Location Specific Fatigue Predictions for Additively Manufactured Aerospace Alloys

Tuesday, October 17, 2023: 11:10 AM
338 (Huntington Convention Center)
Dr. Gary Whelan , QuesTek Innovations LLC, Evanston, IL
Mr. Sam Sorkin , QuesTek Innovations LLC, Evanston, IL
Dr. Kevin Chu , QuesTek Innovations LLC, Evanston, IL
Dr. Jiadong Gong , QuesTek Innovations LLC, Evanston, IL
QuesTek’s ICMD® platform is an integrated digital modeling and simulation workspace that can be used to design and optimize for additive manufacturing. AM provides several key advantages compared with traditional manufacturing for structural aerospace components such as complex achievable geometries enabling features like internal cooling veins to increase the achievable operating temperature, or lattice structures to minimize weight. Additionally, AM can enable supply chain resilience, preventing reliance on legacy casting tooling that may no longer be available, and part reduction by combining several components into one, 3D printed component, to reduce system complexity. A major barrier to the adoption of AM is the unique set of materials challenges associated with this advanced manufacturing technique. The track-by-track fusion of material and associated extreme thermal cycles can result in a highly anisotropic material. Grains tend to solidify directionally resulting in elongated grain morphology with significant crystallographic texture.

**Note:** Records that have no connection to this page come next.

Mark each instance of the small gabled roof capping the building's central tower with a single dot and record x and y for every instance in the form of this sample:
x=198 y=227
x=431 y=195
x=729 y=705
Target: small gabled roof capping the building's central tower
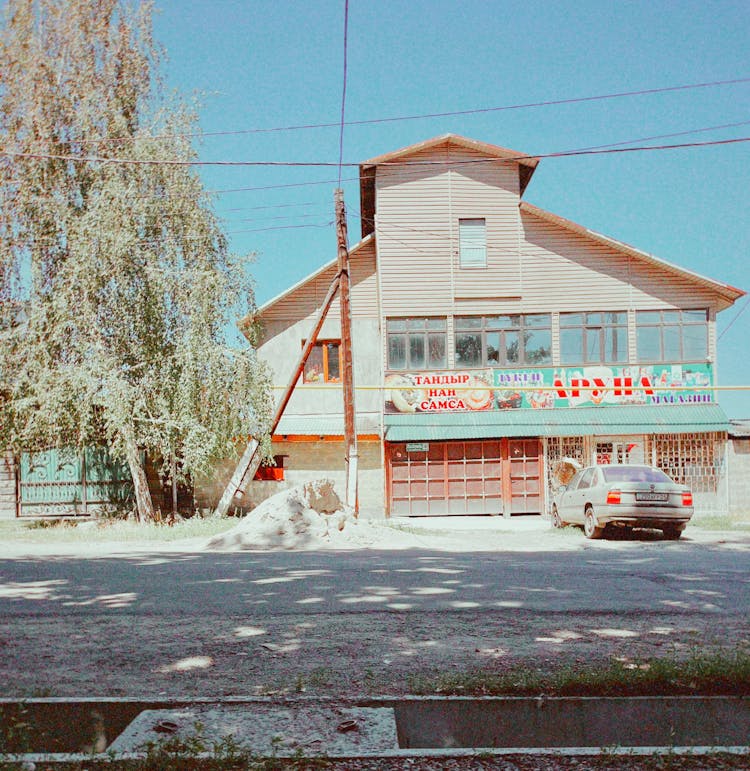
x=526 y=166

Grain size, morphology, and texture, directly affect the mechanical properties of polycrystalline metal alloys and can result in anisotropy of key properties such as stiffness, strength, and fatigue life. On the ICMD® platform, QuesTek has developed a modeling and simulation framework linking process, structure, and properties to predict location specific anisotropic material properties resulting from the AM process. There are four key components to this ICME framework; first thermomechanical material properties are predicted using CALPHAD, then those properties are fed into a thermomechanical FEA/CFD simulation to predict location specific thermal history, next the thermal history feeds into a physics-based grain growth model to predict grain size, morphology, and crystallographic orientation, and finally, these microstructure attributes are fed into a CPFEM simulation to predict location specific stiffness, strength, and fatigue performance of the material. This ICME framework can be used to optimize chemistry and processing to achieve targeted mechanical properties for AM alloys in aerospace applications.